Suggestions to sell public reserves and assets for the ‘greater good’ is the latest example of the absurd economic theory applied over the past thirty years that has achieved the opposite of what was intended.

The council claims that the council has $500m ‘invested’ in the Remuera Golf Course. Rubbish.

‘Open Space – Sport and Active Recreation Zone’ land is worth $0 to a developer as they can't do anything with it - unless they wish to develop the neighbouring ‘Residential – Mixed Housing Suburban Zone’ land overlooking it.

‘Value’ is being perceived where, in reality, it doesn’t exist.

The park provides the public good of open space that produces many cross benefits. If Remuera Golf Course is rezoned, sold, and then developed into ‘cram-as-many-as-possible’ townhouses, the value of neighbouring land can drop. Good luck getting those zoning changes through the courts.

The same dopey thinking applied to the ‘Million-Dollar State Houses’ argument under previous National governments. State houses are only worth a million dollars if they are sold for that.

The purpose of lower cost and social housing is to maintain socio-economic cross-sections within communities. Each community needs teachers, nurses, and labourers. When rates valuations or zoning rules change, or state houses are sold, many often can’t afford to live close to work.
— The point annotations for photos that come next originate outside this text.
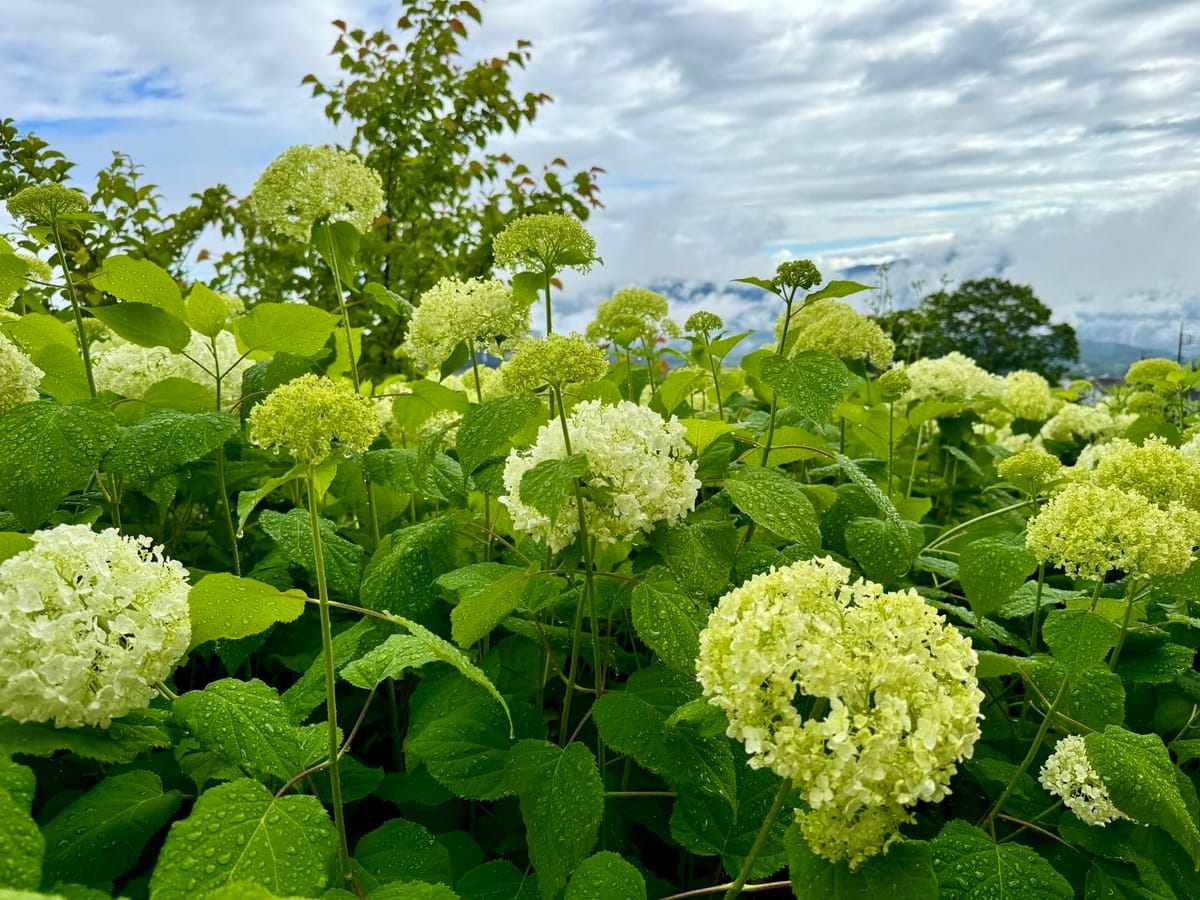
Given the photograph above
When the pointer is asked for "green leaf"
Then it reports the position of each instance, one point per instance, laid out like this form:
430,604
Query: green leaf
1146,785
22,845
486,429
145,325
706,823
102,833
48,451
700,556
778,503
549,485
905,871
247,724
165,441
971,867
1079,639
557,786
606,876
225,606
139,281
292,532
990,569
291,328
390,659
634,721
669,621
286,844
400,851
811,382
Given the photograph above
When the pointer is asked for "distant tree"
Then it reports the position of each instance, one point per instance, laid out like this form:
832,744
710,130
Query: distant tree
1002,325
We are now seeing school staffing shortages and traffic congestion as lower income workers commute further.

The government has completely lost the plot with how to value and manage its land.

Tenure Review has resulted in Crown-owned land being sold to lessees, who then on sold the high-country stations for huge profits. Of the 2 million hectares of marginal grazing land, only 350,000 is now part of the conservation estate. Much of the rest has become billionaire boltholes and exclusive resorts. [Tenure Review has since been ceased.]
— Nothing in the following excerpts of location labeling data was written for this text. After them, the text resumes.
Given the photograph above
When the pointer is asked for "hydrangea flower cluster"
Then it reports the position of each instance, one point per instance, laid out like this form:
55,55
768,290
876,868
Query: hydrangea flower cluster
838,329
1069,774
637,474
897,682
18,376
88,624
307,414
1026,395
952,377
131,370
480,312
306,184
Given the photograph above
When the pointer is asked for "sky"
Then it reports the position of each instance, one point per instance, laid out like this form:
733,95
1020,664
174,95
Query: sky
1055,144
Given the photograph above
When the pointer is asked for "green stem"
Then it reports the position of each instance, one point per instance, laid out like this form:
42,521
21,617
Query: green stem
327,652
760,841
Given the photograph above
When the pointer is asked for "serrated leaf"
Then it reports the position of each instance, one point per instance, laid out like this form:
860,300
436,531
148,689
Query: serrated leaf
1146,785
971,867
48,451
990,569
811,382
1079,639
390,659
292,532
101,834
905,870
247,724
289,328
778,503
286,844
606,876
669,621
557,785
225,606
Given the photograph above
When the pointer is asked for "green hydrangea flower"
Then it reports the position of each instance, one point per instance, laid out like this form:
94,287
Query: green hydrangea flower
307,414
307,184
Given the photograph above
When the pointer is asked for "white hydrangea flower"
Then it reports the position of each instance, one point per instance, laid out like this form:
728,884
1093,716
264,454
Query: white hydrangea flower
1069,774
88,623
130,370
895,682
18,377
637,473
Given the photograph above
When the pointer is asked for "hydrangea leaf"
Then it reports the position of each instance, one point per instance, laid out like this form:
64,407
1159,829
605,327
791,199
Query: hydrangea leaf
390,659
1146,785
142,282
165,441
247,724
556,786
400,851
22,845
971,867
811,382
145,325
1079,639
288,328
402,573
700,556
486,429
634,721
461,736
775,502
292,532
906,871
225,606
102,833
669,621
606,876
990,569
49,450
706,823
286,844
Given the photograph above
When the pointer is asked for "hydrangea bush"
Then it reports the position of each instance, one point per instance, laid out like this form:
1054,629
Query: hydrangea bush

Land is worth what can be done with it. It isn’t difficult to see the value of a lakefront sheep station if just down the road people are paying over a million dollars for lakefront residential sections.

The opportunity cost of resource use doesn’t seem to factor into government decisions. Buying cheaper Chinese-built commuter trains resulted in New Zealand train workshop redundancies.

The ‘multiplier effect’ of one employed person spending their income has a flow-on effect to others in a community. This argument has been used selectively by government departments to justify things like the building of roads and subsidising sporting events and the film industry. It hasn’t however, been used to calculate the flow-on effect of government procurement of overseas goods and services which results in a regional factory closing.

Cause and effect has often been spun to suit a political argument. When inflation was soaring in the late 1980s, politicians to this day argue that making the Reserve Bank ‘independent’ tackled inflation. What had more of an impact was a huge increase in unemployment - much of it from mass redundancies in government departments and the removal of industry subsidies.

When a government goes from a ‘full employment’ policy to a ‘market economy’, having a large surplus supply of labour being paid a fraction of the minimum wage on an unemployment benefit keeps the cost of labour down. And it did. And inflation dropped. And interest rates.

Conversely, when there isn’t surplus supply, there is more competition for the resource.

The electricity reforms of the 1990s were an inane exercise. We went from having amongst the cheapest electricity in the developed world to amongst the most expensive due to splitting a diversified monopoly into a fragmented and illogically-priced uncompetitive model.

‘Think Big’ projects, such as the Clyde Dam project, were spun as a waste of money to justify privatising them cheaply. The Clyde Dam has since paid for itself manyfold.

The electricity ‘market’ hasn’t resulted in a desirable surplus supply. It’s resulted in wind turbines that are useless during a frost – when there is peak demand – requiring thermal generation as backup that is more expensive to run.

But why build surplus supply when you can just push prices up? Why build a stadium that can cater for 60,000 and attract major events when you can build one for 30,000, charge three times the price for a ticket, and make money from pay-TV subscriptions instead?

This illogic extends to the how the Reserve Bank ‘tackles’ inflation. The Consumer Price Index (CPI) is a distorted representation of the increased cost of living, especially in areas such as electricity consumption and housing. As the CPI doesn’t factor land value or the increased debt levels of households, the Reserve Bank’s low cash rate has fuelled property speculation.

We have an Auckland mayor applying a failed philosophy. He needs to seriously look at applying an economic logic that benefits the most people and leaves the fewest worse off. That is the legislative goal but successive governments have spun the problem into a vicious downward spiral.